Soundcast enlarging its worldwide audience

Oct 10, 2018 | by Brad Rowland

Soundcast enlarging its worldwide audience

By: David Ibata

Soundcast is expanding its longstanding partnership with Trans World Radio, potentially reaching up to 21 million more English- and Spanish-speaking listeners.

"We're buying into more packages of distribution from Trans World Radio," said Chris Benjamin, director of production and operations. Soundcast will now be heard in all of the United Kingdom and India, and it will have a stronger presence in South Africa and the South Pacific.

Unlike in the United States, where independently owned Christian broadcasters blanket the nation and are free to carry Soundcast – made available to them free of charge as an Army outreach – overseas radio networks like TWR offer the only way Soundcast can get into many countries.

The United Kingdom, for example, is effectively closed to Christian broadcasters. Radio is highly regulated by the government, and the UK's Broadcasting Bill regards religious station owners as "disqualified owners," Benjamin said.
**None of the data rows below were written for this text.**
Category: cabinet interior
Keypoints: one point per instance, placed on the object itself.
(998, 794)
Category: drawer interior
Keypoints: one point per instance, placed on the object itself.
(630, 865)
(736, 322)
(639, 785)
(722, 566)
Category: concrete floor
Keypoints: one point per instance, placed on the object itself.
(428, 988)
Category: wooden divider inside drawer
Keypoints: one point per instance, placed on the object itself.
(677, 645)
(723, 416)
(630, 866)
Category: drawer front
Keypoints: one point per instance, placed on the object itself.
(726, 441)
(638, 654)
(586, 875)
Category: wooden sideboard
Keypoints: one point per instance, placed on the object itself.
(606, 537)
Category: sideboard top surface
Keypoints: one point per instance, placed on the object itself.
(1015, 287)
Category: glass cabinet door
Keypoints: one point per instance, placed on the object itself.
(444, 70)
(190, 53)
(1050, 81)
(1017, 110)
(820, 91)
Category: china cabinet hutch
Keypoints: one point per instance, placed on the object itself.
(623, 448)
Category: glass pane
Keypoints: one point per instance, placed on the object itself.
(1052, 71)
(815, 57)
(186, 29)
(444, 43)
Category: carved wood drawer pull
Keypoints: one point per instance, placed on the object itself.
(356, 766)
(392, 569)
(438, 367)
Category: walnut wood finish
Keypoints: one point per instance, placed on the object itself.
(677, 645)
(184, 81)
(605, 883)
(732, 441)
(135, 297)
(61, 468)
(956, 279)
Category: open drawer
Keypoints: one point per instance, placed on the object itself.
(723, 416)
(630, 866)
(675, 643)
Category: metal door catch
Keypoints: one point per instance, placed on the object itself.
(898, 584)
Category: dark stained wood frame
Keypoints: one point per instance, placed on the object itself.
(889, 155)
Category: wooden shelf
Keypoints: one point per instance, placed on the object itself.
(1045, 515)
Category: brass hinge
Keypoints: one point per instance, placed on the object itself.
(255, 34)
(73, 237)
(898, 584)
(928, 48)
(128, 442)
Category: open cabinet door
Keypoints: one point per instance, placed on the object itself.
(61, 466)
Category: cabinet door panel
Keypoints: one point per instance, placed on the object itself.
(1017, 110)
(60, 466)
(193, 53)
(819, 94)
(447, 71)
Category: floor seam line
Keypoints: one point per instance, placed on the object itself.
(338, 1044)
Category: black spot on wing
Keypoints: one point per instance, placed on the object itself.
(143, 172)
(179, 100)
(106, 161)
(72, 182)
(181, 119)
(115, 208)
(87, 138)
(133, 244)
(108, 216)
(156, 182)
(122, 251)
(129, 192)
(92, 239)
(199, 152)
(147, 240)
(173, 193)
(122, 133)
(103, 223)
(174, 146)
TWR's transmitter to Britain is located elsewhere.

TWR has been a Southern Territory ministry partner since 1989.

While it already had been carrying Maravillosas Palabras de Vida in the Caribbean basin and northern South America – the program airs in more than two dozen countries at 6:45 a.m. Sundays – the network recently increased the power of its Bonaire transmitter from 100,000 to 450,000 watts, and its potential audience, from 50 million to 100 million.

Under the expanded partnership agreement, TWR for the first time will carry Heartbeat and Latido to Colombia, Venezuela,  Cuba, the Dominican Republic, Uruguay, Argentina and an affiliated Latin American network broadcasting to hundreds of locally owned and operated stations.

TWR often positions its transmitters just offshore or across a border from the countries it's trying to reach. Its stations bring the gospel to places like North Korea and Iran, where Christian faith can be a death sentence.

For dangerous areas like these, TWR runs a "Radios for the World" program. It distributes small radios in heavy plastic bags. They're smuggled into hostile countries, and their recipients bury them in the ground – digging them up every night so they can listen to Christian broadcasts in secret.

"Trans World Radio is an organization that has a passion to preach the gospel around the world," Benjamin said. "With today's technology, there's no reason a Third World country cannot somehow receive the gospel. And in countries where it's illegal to own a Bible, Christian radio may be the only time people can hear Scripture."

Soundcast's impact is global thanks to TWR and the Southern Territory's other radio ministry partners, Pan American Broadcasting and Reach Beyond. That's evident in the letters continually arriving in Atlanta from overseas.

"Every month, we get a packet of letters from Ghana, Zimbabwe and other areas of northwest Africa, and when you see the number of stamps used and the handwritten letters, it's really moving," Benjamin said.

A listener in Zimbabwe wrote. "After listening to your radio program ‘Wonderful Words of Life' over Radio Africa Two, my life has been totally changed. The message you air is so powerful. May the Lord richly bless you as you labour in his vineyard."